The mantel clock chimed the hour. Two measured tones. The notes echoed softly from the parlor ceiling.

Joshua had been sitting on the edge of his chair. Now he slid back until his head touched the antimacassar again. He was pale, and dark rings circled his eyes. His white hair was no longer fluffy; it was lank, lifeless. In the short time that Hilary had known him, he appeared to her to have aged. He looked wrung-out.

She knew how he felt. The Frye family history was an unrelievedly grim tale of man's inhumanity to man. The more they poked around in that mess, the more depressed they became. The heart could not help but respond, and the spirit sagged as one awful discovery followed another.

As if talking to himself, getting it straight in his own mind, Joshua said, "So they went back to St. Helena, and they picked up their sick relationship where they'd left off, and eventually they made a mistake, and she got pregnant--and no one up there in St. Helena ever suspected a thing."

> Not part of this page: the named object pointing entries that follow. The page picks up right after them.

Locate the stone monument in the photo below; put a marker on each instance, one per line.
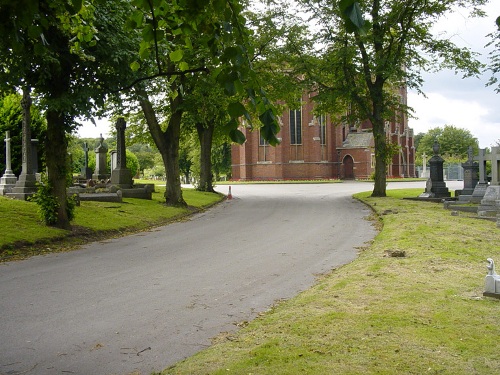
(26, 184)
(101, 152)
(471, 177)
(120, 175)
(86, 171)
(436, 187)
(491, 281)
(488, 206)
(9, 179)
(482, 184)
(425, 173)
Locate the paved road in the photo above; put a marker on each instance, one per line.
(143, 302)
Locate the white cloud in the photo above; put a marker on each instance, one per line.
(451, 100)
(89, 130)
(438, 110)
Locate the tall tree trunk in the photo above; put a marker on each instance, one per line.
(167, 143)
(379, 187)
(56, 155)
(205, 136)
(173, 193)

Tony said. "Incredible. Usually a simple lie is the best because it's the only kind that won't trip you up. The story about Mary Gunther was so damned involved! It was a juggling act. They had to keep a dozen balls in the air at once. Yet they brought it off without a hitch."

"Oh, hardly without a hitch," Mrs. Yancy said. "There was certainly a hitch or two."

"Such as?"

"Such as--the day she left St. Helena to come to my place to have her baby, she told people up there that this imaginary Mary Gunther had sent word that the baby had arrived. Now that was stupid. It really was. Katherine said she was going to San Francisco to pick up the child. She told them Mary's message mentioned a lovely baby, but neglected to say whether it was a boy or a girl. That was Katherine's pathetic way of covering for herself, since she couldn't know what her baby's sex was until it was born. Dumb. She should have known better. That was her only mistake--saying that the child was born before she left St. Helena. Ah, I know she was a complete nervous wreck. I know she wasn't thinking straight. She couldn't have been a very well-balanced woman after all that Leo had done to her over the years. And being pregnant, having to hide it under all those girdles, then Leo's death coming at a time when she needed him most--that was bound to drive her even further over the edge. She was out of her head, and she didn't think it out well enough."

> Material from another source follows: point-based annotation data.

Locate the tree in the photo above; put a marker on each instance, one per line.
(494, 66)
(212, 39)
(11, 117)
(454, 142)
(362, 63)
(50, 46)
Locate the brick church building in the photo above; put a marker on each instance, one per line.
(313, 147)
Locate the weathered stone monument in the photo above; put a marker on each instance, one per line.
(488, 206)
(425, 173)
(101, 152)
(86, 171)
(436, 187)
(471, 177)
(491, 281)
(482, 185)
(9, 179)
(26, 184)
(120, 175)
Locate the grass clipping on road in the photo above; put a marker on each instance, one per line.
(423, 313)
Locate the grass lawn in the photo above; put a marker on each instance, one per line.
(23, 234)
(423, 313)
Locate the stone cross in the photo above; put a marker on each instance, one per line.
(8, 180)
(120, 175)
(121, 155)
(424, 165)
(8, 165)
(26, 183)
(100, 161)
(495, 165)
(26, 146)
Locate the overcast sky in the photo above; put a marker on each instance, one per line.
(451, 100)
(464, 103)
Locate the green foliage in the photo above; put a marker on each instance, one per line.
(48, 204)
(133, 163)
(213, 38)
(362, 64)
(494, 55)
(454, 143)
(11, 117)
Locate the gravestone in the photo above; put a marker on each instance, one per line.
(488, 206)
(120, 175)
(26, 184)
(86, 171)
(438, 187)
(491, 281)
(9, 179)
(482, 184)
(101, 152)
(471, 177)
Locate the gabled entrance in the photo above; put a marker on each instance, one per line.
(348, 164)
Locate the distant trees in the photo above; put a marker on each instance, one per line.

"I don't understand," Joshua said. "Why was it a mistake for her to say Mary's baby had already been born? Where's the hitch?"

Stroking the cat, Mrs. Yancy said, "What she should have told the people in St. Helena was that the Gunther baby was about to arrive, that it hadn't been born yet, but that she was going to San Francisco to be with Mary. That way she wouldn't have been committed to the story that there was one baby. But she didn't think of that. She didn't realize what might happen. She told everyone that it was just one baby, already in hand. Then she came to my place and gave birth to twins."